Closed acdha closed 9 years ago
It's actually still just creating one per bag ( https://github.com/loc-rdc/bagger-js/blob/introduce-react/assets/jsx/contents.jsx#L45 ). It's only hashing the first file at the moment since it's only being send one message.
Ah, yes, when I was looking at the diff I thought that was in FileRow
. It's good that it's already at the BagContents
level since that's probably where it'll need to go to manage the pool sanely.
Would this also improve the UI performance? Right now I am dropping in 39 mb and 2169 files/folders and the UI becomes unresponsive (can't scroll, can't click any of the buttons, etc). After a while (I guess when the workers are done) then everything works again as expected.

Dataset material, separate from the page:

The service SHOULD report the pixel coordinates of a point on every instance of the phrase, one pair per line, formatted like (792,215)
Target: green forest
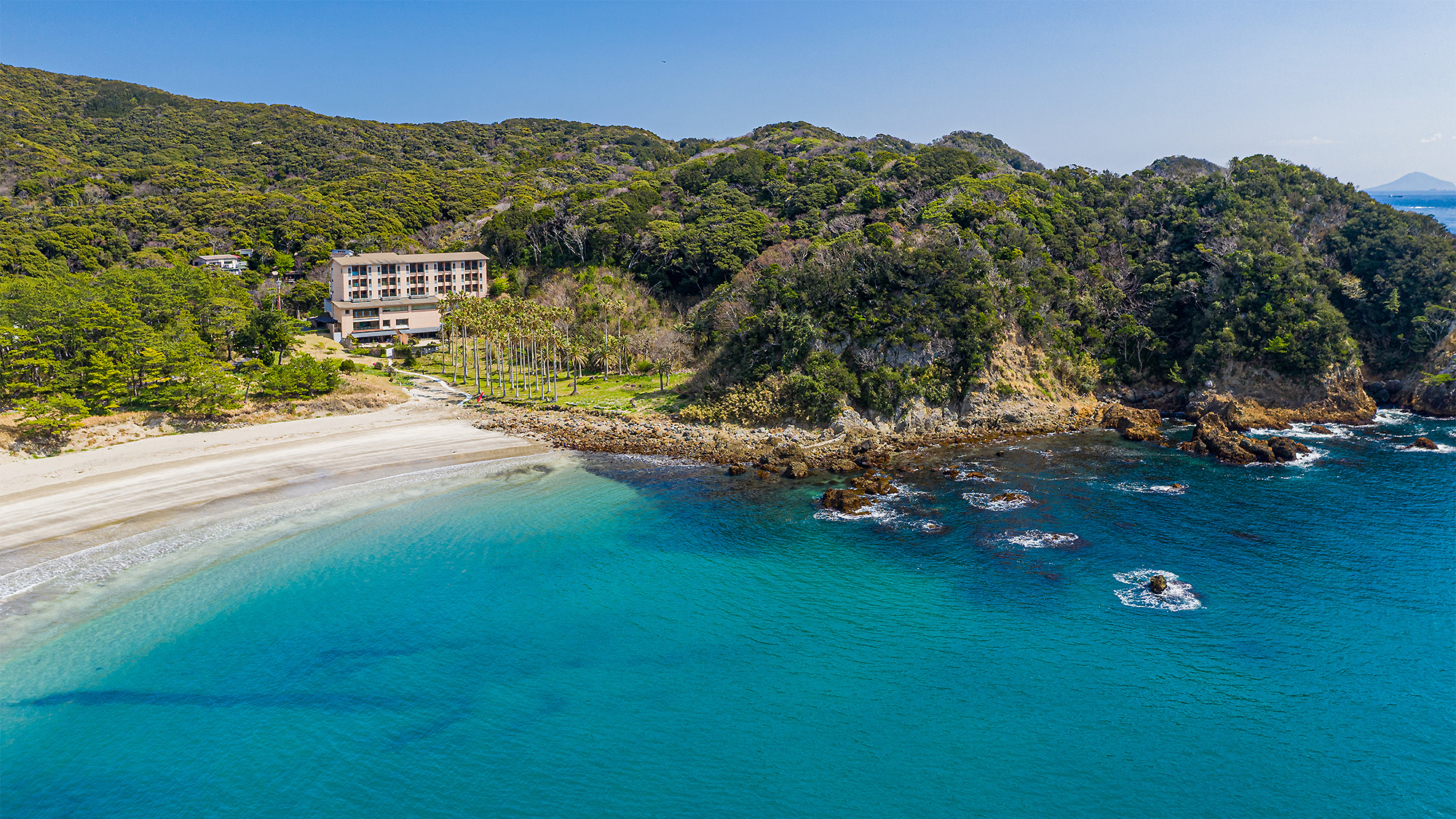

@johnscancella Possibly – that's definitely why all of the real work needs to be done in Web Workers. Simply updating the DOM isn't a problem until you get hundreds of thousands of elements but we'll need to be really careful about when are read into memory. If the refactoring which @eikeon did to pass in the File directly avoids that, it might be a major win
Interesting, with ~22K files there's one unexpected hotspot: getting the file sizes!
We should keep an eye on that and if necessary refactor that work into the worker since that's the only spot where we must open the file handle.
There's also one regression recently – we need to set table-layout: fixed
on the main table to avoid recalculating column widths each time we update the rows – but I was waiting on that until after making the hash display truncate nicely with a tool-tip so you can still see the full value for those long SHA-256 hashes.
@johnscancella and @acdha I'm assuming these tests are agains the main branch. It'd be nice to compare them to the react branch. Getting the file size has already been refactored into the worker in the react branch.
Previously we had one worker. In @eikeon's React branch, we have one per file. We should refactor this to have a limit so we'll spawn up to a certain number but wait for a worker to finish before starting another one.
It would probably be good to measure startup performance to see whether we should attempt to reuse workers across files. For small files the JIT startup performance might be enough to make that worth the modest additional effort.